Każda grupa wchodząca w skład pielgrzymek diecezjalnych sama stanowiła oddzielną pielgrzymkę mającą wszystkie konieczne zabezpieczenia, np. służby medyczne, sanitarne czy porządkowe. Tak było m.in. także w paulińskiej 310. Warszawskiej Pieszej Pielgrzymce. W niektórych zostały zmienione a czasem skrócone trasy, dostosowując wędrówkę do sanitarno-epidemiologicznych wymagań (by duże grupy nie spotykały się na trasie i omijały większe skupiska ludzkie), tak było np. w pielgrzymce gliwickiej, która po raz pierwszy została podzielona na trzy niezależne nurty, które do Częstochowy dotarły różnymi trasami.

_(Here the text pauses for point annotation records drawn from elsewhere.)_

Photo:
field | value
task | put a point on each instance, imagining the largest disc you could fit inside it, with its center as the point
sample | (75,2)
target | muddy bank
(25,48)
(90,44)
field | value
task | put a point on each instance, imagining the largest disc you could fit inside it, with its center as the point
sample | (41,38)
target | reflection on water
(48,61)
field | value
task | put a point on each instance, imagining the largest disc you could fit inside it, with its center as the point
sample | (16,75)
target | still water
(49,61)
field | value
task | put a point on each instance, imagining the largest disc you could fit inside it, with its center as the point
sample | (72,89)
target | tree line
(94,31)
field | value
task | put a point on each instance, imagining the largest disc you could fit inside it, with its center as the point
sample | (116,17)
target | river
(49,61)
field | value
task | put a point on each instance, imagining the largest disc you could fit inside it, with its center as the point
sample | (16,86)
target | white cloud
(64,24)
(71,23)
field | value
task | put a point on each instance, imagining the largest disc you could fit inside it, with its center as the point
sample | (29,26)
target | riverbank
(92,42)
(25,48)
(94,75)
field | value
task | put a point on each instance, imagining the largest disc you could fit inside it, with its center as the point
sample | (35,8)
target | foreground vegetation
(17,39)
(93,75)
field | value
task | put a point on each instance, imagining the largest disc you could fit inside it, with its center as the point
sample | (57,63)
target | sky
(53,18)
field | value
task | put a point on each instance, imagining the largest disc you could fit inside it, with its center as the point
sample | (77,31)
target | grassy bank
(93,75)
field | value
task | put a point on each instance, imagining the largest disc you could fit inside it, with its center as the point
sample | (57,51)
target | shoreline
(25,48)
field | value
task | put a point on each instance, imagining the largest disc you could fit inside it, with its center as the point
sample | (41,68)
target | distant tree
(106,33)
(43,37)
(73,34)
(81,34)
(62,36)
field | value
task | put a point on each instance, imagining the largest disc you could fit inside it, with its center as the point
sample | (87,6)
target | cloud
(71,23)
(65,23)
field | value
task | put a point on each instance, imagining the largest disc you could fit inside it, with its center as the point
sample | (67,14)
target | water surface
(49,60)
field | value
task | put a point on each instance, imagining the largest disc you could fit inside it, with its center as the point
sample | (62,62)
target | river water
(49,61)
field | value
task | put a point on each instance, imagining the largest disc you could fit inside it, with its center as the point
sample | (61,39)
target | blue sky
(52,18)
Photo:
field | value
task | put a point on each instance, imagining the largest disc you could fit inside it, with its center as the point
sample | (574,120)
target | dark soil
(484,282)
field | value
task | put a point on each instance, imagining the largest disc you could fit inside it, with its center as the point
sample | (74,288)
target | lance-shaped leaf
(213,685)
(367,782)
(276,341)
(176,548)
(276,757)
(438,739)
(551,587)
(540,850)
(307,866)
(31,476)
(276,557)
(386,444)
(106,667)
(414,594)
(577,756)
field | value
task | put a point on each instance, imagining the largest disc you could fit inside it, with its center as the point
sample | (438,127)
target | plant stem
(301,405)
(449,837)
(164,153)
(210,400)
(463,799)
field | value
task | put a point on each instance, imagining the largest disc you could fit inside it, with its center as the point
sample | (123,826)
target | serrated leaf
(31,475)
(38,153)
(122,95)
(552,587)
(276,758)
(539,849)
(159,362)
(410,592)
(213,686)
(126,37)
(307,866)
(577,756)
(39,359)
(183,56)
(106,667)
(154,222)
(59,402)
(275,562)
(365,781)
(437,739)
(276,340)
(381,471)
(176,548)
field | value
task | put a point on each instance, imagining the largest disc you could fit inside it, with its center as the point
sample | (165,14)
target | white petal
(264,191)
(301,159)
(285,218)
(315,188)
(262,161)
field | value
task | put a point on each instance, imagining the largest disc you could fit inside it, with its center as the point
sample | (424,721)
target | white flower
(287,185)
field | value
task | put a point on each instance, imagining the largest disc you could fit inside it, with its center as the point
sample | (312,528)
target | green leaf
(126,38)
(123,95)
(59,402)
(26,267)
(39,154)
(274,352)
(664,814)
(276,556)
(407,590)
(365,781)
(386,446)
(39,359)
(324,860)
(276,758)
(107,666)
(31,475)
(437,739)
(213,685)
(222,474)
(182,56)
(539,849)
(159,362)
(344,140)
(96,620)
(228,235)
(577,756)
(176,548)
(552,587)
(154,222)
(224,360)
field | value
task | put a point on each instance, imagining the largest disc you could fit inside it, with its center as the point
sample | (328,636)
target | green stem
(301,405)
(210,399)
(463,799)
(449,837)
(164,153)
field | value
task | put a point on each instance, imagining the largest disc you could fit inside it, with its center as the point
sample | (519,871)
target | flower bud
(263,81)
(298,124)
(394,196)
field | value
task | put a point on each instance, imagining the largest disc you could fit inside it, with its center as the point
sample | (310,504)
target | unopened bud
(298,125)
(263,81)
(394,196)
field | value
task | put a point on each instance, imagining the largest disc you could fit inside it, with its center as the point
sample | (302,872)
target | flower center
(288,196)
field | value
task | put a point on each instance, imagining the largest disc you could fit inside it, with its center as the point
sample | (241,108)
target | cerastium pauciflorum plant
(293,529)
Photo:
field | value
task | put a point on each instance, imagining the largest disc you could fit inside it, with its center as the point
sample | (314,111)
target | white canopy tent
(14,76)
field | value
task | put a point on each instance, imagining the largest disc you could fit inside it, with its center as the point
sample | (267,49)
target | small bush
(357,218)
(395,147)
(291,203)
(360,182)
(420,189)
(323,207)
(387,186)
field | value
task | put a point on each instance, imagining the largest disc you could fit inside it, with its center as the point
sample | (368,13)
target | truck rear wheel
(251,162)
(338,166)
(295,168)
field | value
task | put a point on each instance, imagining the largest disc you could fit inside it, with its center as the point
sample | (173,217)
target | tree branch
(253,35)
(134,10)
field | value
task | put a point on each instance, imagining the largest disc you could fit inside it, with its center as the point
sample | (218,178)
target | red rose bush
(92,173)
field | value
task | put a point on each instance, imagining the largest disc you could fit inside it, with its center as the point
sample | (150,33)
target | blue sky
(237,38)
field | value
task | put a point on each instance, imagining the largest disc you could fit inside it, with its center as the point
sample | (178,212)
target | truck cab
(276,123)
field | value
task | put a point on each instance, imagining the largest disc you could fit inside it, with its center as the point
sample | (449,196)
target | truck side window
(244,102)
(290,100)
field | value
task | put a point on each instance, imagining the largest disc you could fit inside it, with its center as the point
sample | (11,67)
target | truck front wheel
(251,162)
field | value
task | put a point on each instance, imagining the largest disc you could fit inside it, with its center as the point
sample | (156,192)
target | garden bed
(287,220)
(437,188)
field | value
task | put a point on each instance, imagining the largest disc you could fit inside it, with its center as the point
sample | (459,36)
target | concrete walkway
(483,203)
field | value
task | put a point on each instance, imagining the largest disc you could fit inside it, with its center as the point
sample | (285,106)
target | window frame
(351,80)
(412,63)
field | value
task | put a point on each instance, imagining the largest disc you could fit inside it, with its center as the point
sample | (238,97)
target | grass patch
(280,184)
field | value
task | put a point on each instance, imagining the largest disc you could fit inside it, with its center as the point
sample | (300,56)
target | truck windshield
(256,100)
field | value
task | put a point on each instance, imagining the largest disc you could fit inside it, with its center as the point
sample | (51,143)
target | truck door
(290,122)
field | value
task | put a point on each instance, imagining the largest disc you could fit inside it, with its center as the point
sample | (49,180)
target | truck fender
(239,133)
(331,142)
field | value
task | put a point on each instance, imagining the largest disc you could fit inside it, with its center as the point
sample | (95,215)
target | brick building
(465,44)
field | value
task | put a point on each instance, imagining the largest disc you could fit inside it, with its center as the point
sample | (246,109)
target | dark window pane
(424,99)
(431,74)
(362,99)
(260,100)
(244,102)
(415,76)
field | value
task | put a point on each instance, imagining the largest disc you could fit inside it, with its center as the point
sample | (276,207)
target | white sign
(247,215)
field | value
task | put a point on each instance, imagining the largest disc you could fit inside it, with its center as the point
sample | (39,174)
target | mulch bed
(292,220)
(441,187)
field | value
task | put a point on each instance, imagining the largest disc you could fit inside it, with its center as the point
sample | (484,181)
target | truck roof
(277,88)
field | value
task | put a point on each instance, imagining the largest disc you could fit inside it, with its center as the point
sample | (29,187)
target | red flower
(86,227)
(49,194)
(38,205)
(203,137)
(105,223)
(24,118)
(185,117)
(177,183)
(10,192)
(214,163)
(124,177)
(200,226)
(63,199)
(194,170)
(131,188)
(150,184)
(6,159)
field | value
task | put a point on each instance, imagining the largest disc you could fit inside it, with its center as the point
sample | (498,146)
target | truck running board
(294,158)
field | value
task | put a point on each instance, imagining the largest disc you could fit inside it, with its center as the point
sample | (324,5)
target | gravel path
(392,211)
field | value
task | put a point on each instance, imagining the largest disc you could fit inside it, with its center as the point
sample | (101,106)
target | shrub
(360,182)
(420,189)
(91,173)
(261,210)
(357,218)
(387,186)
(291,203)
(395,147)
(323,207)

Podobnie jak w roku ubiegłym, prawdziwy renesans przeżywała duchowa forma pielgrzymowania, dla tych, którzy fizycznie nie mogli wybrać się w drogę, np. pielgrzymce gdańskiej towarzyszyło 5 tys. duchowych pielgrzymów, a pielgrzymce tarnowskiej aż 10 tys. Tym ostatnim pomagała specjalna aplikacja. 

Intencje

Pątnicy modlili się nie tylko o ustanie pandemii, ale także za tych, którzy w tym trudnym czasie zatracili potrzebę życia duchowego i sakramentalnego. Proszono o ożywienie wiary, duchowości eucharystycznej, o wytrwałość dla wierzących, zwłaszcza po czasie zamkniętych kościołów. Pątnicy uczyli się w drodze jak wybierać i uczyć się „eucharystycznego stylu życia”. W wielu pielgrzymkach nie zabrakło codziennej wieczornej adoracji Najświętszego Sakramentu, w niektórych jak np. w grupie ze Skarżyska-Kamiennej w ten sposób Jezus szedł z pątnikami przez jeden pielgrzymkowy dzień. Na trasie pielgrzymki diec. sosnowieckiej znalazła się z kolei mobilna kaplica Adoracji Jezusa Eucharystycznego. Pielgrzymi pogłębiali rozumienie Mszy św. Tak było np. w pielgrzymce szczecińskiej. "Bardzo się cieszyłem z tego programu, bo potrzebna jest głębsza refleksja nad Eucharystią, głębsze czytanie znaków eucharystycznych. Tu są duże niedostatki i bardzo często rezygnacja z Eucharystii np. niedzielnej wynika z niezrozumienia, niedocenienia, niedowartościowania tego, co jest najgłębsze" – podkreślił bp Edward Dajczak.

W Roku Św. Józefa pielgrzymi zanosili także szczególną modlitwę w intencji rodzin i o dobry wybór drogi życiowej dla młodych. Były specjalne grupy rodzinne jak np. żółto-niebieska w 30. Sosnowieckiej Pieszej Pielgrzymce. 

Pielgrzymi podkreślali ogromną serdeczność i wdzięczność otrzymywaną od rodaków. "Widziałem inną Polskę niż tę, którą pokazują media. Przeogromna życzliwość ludzka, która wyrażała się również w tym, że spotykani ludzie mówili nam „dobrze, że idziecie”" - opowiadali, ci którzy docierali na Jasną Górę.

Organizatorzy wszystkie niezbędne informacje udostępnili w mediach społecznościowych. Dzięki np. facebookowym transmisjom duchowi pielgrzymi mogli każdego dnia uczestniczyć w modlitwie apelowej, łącząc się w ten sposób nie tylko z Jasną Górą, ale również uczestnikami tradycyjnej pielgrzymki. 

Biskupi, przewodnicy grup i paulini dziękowali pielgrzymom za ich trud i świadectwo o bliskości Boga. Wyrażali wdzięczność i wyrazy szacunku dla wszystkich służb, które podjęły wysiłek, by przygotować pielgrzymki, dostosowując je do nowych wymagań i zapewniając wszystkim bezpieczeństwo.